# Anyone still make dadant deeps, frames, or foundation?



## AmericasBeekeeper (Jan 24, 2010)

I have a few hundred Dadant deep frames if you are interested. PM for price and shipping.


----------



## jim lyon (Feb 19, 2006)

WI-beek said:


> I want to try dadant deeps just for giggles. I would make the boxes if I could find frames.


 Dadants might be a good place to try, they have a branch in Watertown WI


----------



## WI-beek (Jul 14, 2009)

"Dadants might be a good place to try, they have a branch in Watertown WI"

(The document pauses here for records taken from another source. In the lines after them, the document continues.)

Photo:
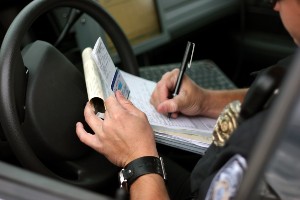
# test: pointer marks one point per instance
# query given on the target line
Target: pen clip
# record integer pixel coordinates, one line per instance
(191, 58)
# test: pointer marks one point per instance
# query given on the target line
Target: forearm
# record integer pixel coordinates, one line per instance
(216, 100)
(150, 186)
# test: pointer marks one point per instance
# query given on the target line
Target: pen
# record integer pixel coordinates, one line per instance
(188, 54)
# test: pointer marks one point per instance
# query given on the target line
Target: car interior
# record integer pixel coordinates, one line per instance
(43, 93)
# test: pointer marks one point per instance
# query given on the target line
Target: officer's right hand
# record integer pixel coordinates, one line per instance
(189, 101)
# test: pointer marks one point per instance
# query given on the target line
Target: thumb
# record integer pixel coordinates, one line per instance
(168, 106)
(126, 104)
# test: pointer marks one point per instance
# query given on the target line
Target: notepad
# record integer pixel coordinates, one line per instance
(192, 134)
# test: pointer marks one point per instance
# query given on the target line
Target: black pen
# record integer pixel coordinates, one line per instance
(188, 54)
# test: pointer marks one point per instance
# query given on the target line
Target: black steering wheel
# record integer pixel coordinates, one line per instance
(40, 103)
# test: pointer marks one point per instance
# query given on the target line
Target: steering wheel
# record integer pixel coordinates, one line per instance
(40, 103)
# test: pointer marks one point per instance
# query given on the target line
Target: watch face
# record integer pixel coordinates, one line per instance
(123, 181)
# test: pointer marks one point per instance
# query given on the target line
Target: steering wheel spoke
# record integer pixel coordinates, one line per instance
(43, 137)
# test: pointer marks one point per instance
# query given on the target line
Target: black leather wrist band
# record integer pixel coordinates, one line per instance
(140, 167)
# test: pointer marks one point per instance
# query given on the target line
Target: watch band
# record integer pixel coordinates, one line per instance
(140, 167)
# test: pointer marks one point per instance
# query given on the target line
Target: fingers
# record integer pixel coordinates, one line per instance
(86, 137)
(164, 88)
(93, 121)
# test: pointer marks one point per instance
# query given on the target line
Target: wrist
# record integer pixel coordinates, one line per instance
(140, 167)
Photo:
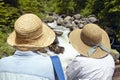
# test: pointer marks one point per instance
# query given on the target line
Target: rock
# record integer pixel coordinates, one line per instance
(77, 16)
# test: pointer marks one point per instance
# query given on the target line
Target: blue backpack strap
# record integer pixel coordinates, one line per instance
(57, 67)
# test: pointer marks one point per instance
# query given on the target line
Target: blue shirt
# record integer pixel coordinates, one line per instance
(27, 63)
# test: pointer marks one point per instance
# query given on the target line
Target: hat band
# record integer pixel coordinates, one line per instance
(26, 41)
(94, 48)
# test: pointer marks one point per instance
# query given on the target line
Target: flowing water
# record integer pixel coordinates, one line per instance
(69, 52)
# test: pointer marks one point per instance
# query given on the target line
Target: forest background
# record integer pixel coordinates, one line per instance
(107, 11)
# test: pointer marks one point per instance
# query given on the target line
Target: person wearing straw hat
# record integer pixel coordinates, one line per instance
(29, 35)
(94, 61)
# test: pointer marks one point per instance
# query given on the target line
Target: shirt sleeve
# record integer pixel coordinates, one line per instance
(72, 70)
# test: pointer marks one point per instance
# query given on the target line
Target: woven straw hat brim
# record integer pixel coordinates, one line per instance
(47, 38)
(82, 48)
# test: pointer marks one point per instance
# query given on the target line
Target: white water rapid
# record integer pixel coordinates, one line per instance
(69, 51)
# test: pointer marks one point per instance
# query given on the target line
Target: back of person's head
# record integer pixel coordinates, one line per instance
(30, 33)
(91, 41)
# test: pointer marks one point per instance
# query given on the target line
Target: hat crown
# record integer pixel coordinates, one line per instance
(91, 34)
(28, 26)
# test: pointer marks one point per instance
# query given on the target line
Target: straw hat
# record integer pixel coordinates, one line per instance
(30, 33)
(91, 41)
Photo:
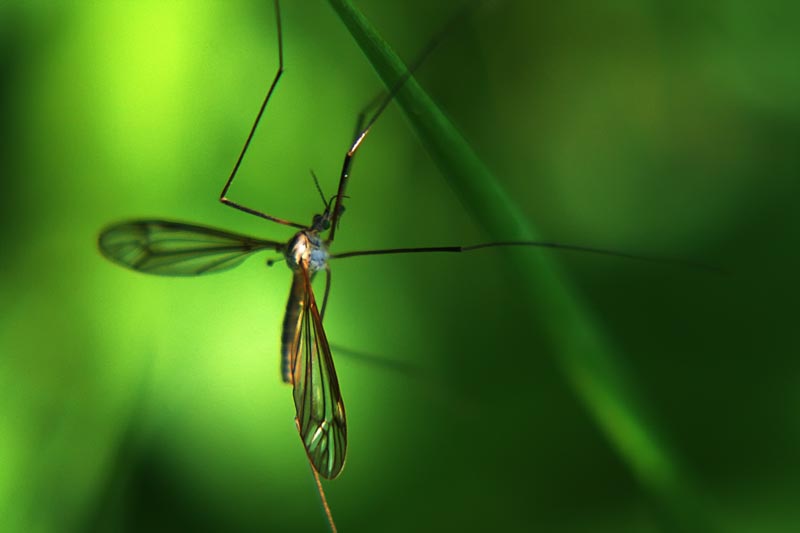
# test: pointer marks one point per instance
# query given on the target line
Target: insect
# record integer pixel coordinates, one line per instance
(169, 248)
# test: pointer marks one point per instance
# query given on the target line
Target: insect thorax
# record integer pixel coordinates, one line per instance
(307, 248)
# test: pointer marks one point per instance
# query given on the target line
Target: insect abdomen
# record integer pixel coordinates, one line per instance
(290, 334)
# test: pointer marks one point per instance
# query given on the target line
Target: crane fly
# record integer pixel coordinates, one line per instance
(169, 248)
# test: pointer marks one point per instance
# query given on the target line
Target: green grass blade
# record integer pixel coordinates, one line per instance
(588, 359)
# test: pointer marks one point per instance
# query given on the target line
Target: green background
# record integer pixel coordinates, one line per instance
(132, 403)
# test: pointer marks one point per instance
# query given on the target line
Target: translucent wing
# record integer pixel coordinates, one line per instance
(317, 399)
(176, 249)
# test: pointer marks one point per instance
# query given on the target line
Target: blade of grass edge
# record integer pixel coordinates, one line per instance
(590, 363)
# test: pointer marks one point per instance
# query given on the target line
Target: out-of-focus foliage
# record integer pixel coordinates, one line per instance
(134, 403)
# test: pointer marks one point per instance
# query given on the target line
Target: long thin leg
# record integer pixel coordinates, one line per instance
(223, 195)
(362, 133)
(532, 244)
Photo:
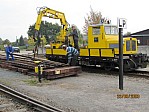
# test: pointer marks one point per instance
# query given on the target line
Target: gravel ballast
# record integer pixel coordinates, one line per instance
(87, 92)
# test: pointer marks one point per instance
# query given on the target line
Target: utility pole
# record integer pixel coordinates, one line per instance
(121, 25)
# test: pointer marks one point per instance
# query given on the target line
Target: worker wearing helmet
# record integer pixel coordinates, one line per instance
(74, 33)
(9, 51)
(72, 55)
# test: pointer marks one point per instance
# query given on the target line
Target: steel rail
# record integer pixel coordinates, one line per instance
(28, 100)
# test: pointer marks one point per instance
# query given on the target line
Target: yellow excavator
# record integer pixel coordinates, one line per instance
(50, 13)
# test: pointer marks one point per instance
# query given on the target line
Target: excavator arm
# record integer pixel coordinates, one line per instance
(47, 12)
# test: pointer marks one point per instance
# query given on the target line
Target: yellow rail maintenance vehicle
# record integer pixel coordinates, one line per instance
(102, 48)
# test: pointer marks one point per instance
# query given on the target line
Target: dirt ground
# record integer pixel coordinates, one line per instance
(87, 92)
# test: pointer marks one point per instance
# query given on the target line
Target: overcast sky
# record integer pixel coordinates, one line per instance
(17, 15)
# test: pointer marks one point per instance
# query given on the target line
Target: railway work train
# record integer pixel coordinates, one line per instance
(102, 48)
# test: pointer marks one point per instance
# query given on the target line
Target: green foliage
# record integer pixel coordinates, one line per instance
(1, 41)
(6, 42)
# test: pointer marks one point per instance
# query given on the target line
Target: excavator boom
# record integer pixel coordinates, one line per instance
(47, 12)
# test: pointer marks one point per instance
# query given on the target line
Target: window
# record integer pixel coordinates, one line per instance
(95, 39)
(96, 30)
(114, 45)
(111, 30)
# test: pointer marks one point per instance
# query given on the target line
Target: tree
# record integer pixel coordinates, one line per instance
(127, 34)
(1, 41)
(21, 42)
(6, 42)
(94, 18)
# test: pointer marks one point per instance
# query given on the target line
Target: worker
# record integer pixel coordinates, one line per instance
(74, 33)
(72, 55)
(9, 51)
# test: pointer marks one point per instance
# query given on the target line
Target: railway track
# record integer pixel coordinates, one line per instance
(115, 72)
(26, 100)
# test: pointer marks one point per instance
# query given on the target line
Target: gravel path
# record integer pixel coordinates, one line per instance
(87, 92)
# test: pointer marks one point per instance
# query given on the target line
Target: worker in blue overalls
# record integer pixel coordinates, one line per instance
(9, 51)
(72, 55)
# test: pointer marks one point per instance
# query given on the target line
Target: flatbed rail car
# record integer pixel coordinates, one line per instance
(103, 50)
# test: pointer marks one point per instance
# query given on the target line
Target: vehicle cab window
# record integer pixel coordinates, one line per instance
(111, 30)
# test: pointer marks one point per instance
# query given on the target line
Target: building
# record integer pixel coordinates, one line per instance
(142, 37)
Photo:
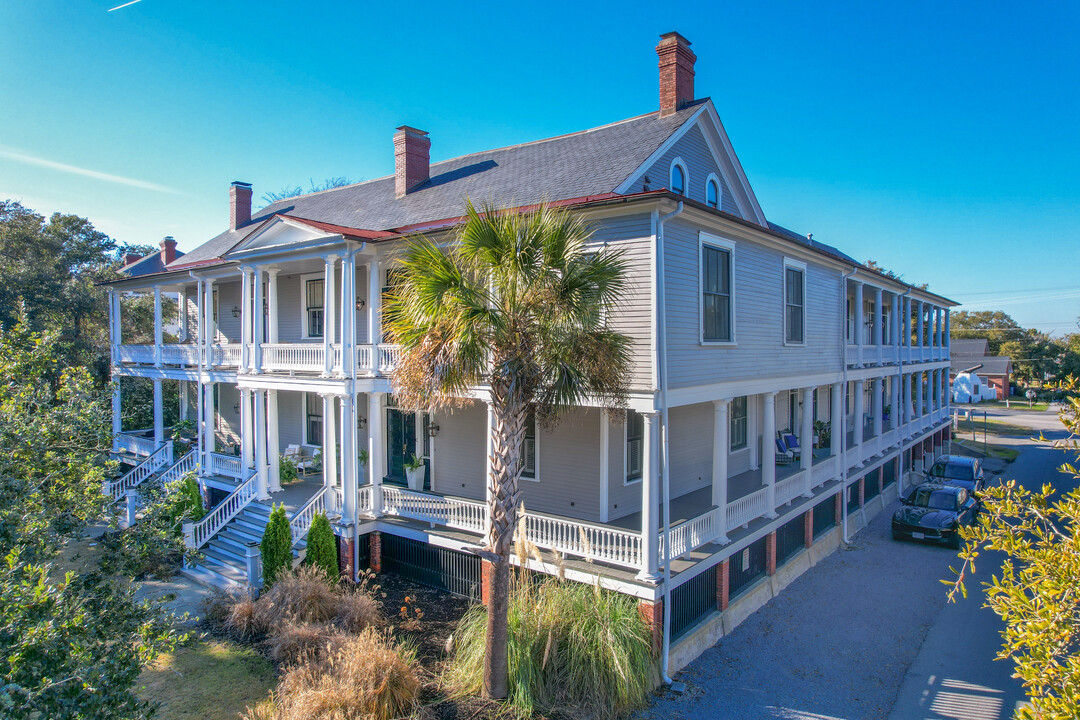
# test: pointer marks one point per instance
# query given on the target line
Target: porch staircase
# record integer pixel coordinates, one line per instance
(223, 562)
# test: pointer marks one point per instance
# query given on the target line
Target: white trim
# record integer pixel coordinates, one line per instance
(660, 152)
(305, 335)
(729, 246)
(678, 162)
(719, 190)
(801, 267)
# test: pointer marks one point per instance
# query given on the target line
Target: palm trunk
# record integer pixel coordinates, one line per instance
(508, 430)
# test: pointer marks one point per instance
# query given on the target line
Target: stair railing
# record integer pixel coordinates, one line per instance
(196, 534)
(301, 519)
(153, 462)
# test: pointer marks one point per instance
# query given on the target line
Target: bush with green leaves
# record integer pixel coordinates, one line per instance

They lady did not even know what they were. She kindly informed me the ones they have are 9-5/8


----------



## odfrank (May 13, 2002)

Rossman sells 11 1/4" deep frames. 
229 985-7200

The end bars are normal thickness which is a bit thin for a tall frame. 
Dadant sells the foundation.


----------



## AmericasBeekeeper (Jan 24, 2010)

Pretty scary when the supplier does not know the deep super is 9 5/8 and the frames are 9 1/8, medium supers are 6 5/8, medium frames are 6 1/4. They are listed in the on-line catalog.


----------



## WI-beek (Jul 14, 2009)

Ok folks, it seems there is some confusion here. When I say dadant deep I am not talking about a normal/standard 9 5/8" deep box, I am talking about the "DADANT DEEP". It was developed by Charles Dadant, hence the name "Dadant Deep" It is 11 3/4 deep and holds 11 frames instead of 10. I guess some call it a Jumbo deep or Langstroth Jumbo.


----------



## Jim 134 (Dec 1, 2007)

"DADANT DEEP" (AKA) Jumbo are 11 frames 11 3/4" deep.


BEE HAPPY Jim 134


----------



## mythomane (Feb 18, 2009)

odfrank said:


> Rossman sells 11 1/4" deep frames.
> 229 985-7200
> 
> The end bars are normal thickness which is a bit thin for a tall frame.
> Dadant sells the foundation.



Do not wire these. Use a solid dowel or bar through the middle. It will give it support.


----------



## brushmouth (Jan 17, 2010)

WI-beek said:


> I want to try dadant deeps just for giggles. I would make the boxes if I could find frames.


 
Give Rossman's a call, I purchased some replacements this summer.
They are new old stock and will not be made anymore.
Think Ann Rossman said they had 1000 or so left.
Dadants has the foundation (wired with hooks in 25# boxes)
but only makes a run of it on occasion.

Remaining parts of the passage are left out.